Scritto per Il Fatto Quotidiano del 29/03/2016
La stragrande maggioranza dei cittadini americani
pensa che il presidente Barack Obama abbia tutto il diritto di designare un
nuovo giudice alla Corte Suprema, dopo l’improvvisa scomparsa a febbraio di
Antonin Scalia, un italo-americano, iper-conservatore. E una maggioranza di
americani condivide la scelta di Merrick Garland, persona integra e profilo bipartisan,
un nome d’esperienza e garanzia.
Ma i repubblicani, che sono maggioranza sia al Senato
che alla Camera, non la pensano così: e si preparano a cercare di sabotare, o
almeno frenare, la ratifica della nomina, continuando nell’azione di disturbo
al presidente che ha una valenza pure elettorale – l’embargo a Cuba, le
sanzioni all’Iran, la riforma dell’immigrazione, la piena attuazione della
riforma sanitaria sono altri fronti aperti -.
In realtà, il fronte del no a Garland, o meglio
dell’inazione – la prima scelta repubblicana – è già incrinato: ci sono stati
contatti con il giudice designato e almeno due senatori repubblicani sono ora pronti
a votarlo. Ma il capo della maggioranza al Senato, il repubblicano Mitch McConnell
non intende avviare la procedura di ratifica. C’è l’impressione che i leader
conservatori vogliano fare della nomina merce di scambio con l’Amministrazione
democratica e, magari, trarne pure vantaggio nella campagna, se non altro
impedendo a Obama di battersi a fondo per il campione democratico, quando sarà
stato scelto.
La Corte Suprema, che è composta di nove membri,
nominati a vita, conta attualmente quattro giudici designati da presidente
repubblicani e quattro da presidenti democratici. L’equilibrio, però, è solo
apparente, perché Anthony Kennedy, il decano del consesso, indicato da Reagan
nel 1988, ha progressivamente assunto posizioni più liberali e, nella Corte con
Scalia, costituiva spesso l’ago della bilancia.

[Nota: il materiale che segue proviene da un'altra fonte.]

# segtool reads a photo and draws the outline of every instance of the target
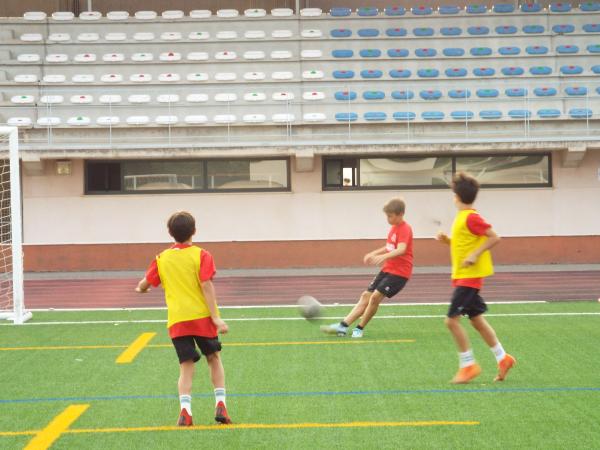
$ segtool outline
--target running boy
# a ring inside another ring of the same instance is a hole
[[[209,252],[192,245],[196,221],[188,212],[176,212],[167,222],[175,239],[171,248],[156,257],[136,291],[147,292],[162,283],[165,290],[169,336],[179,358],[180,426],[192,423],[192,380],[194,364],[200,360],[196,346],[206,357],[215,389],[215,420],[231,423],[225,407],[225,371],[221,363],[221,343],[217,333],[227,333],[227,324],[217,307],[212,278],[216,273]]]
[[[340,323],[322,326],[321,331],[345,336],[348,327],[362,316],[352,330],[353,338],[363,337],[363,330],[373,318],[384,297],[392,298],[406,285],[412,275],[413,234],[412,228],[404,220],[406,206],[401,198],[393,198],[383,207],[388,223],[392,226],[384,247],[367,253],[363,262],[375,266],[383,264],[381,271],[371,281],[352,311]]]
[[[479,332],[492,350],[498,363],[498,375],[494,381],[503,381],[516,360],[504,351],[496,337],[496,332],[483,317],[487,305],[479,296],[483,279],[494,273],[490,249],[500,238],[477,212],[473,203],[479,183],[464,173],[457,173],[452,180],[454,204],[458,213],[452,224],[452,238],[439,232],[436,239],[450,245],[452,259],[452,285],[454,293],[446,326],[452,333],[459,351],[459,370],[452,383],[468,383],[481,373],[481,367],[475,362],[469,337],[460,324],[460,316],[469,316],[471,325]]]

Gruppi di pressione si sono già formati, specie fra i
conservatori, ma anche fra i ‘liberal’. Dietro, ci sono sempre grossi interessi
finanziari e spesso guru della politica, manager, strateghi di campagne come
Matt Rhoades, un uomo di Mitt Romney, o l’ancora potente Karl Rove, che fu braccio
destro alla Casa Bianca di George W. Bush.
La grana, del tutto imprevista, della Corte Suprema
turba la politica americana, mentre le primarie per le nomination democratica e
repubblicana sono nel pieno. Fra i repubblicani, Donald Trump è nettamente
avanti, ma il partito non si rassegna all’idea d’averlo come candidato e cerca
alternative, senza per ora trovarle. Fra i democratici, la battistrada Hillary
Clinton, che ha l’appoggio dell’apparato, è reduce da una batosta: ha perso 3 a
0 nei Western Caucuses – Alaska, Hawaii, Stato di Washington. Il suo rivale
Bernie Sanders s’è così rifatto del cappotto di metà marzo, uno 0 a 5 tra
Florida, Illinois, Missouri, North Carolina, Ohio.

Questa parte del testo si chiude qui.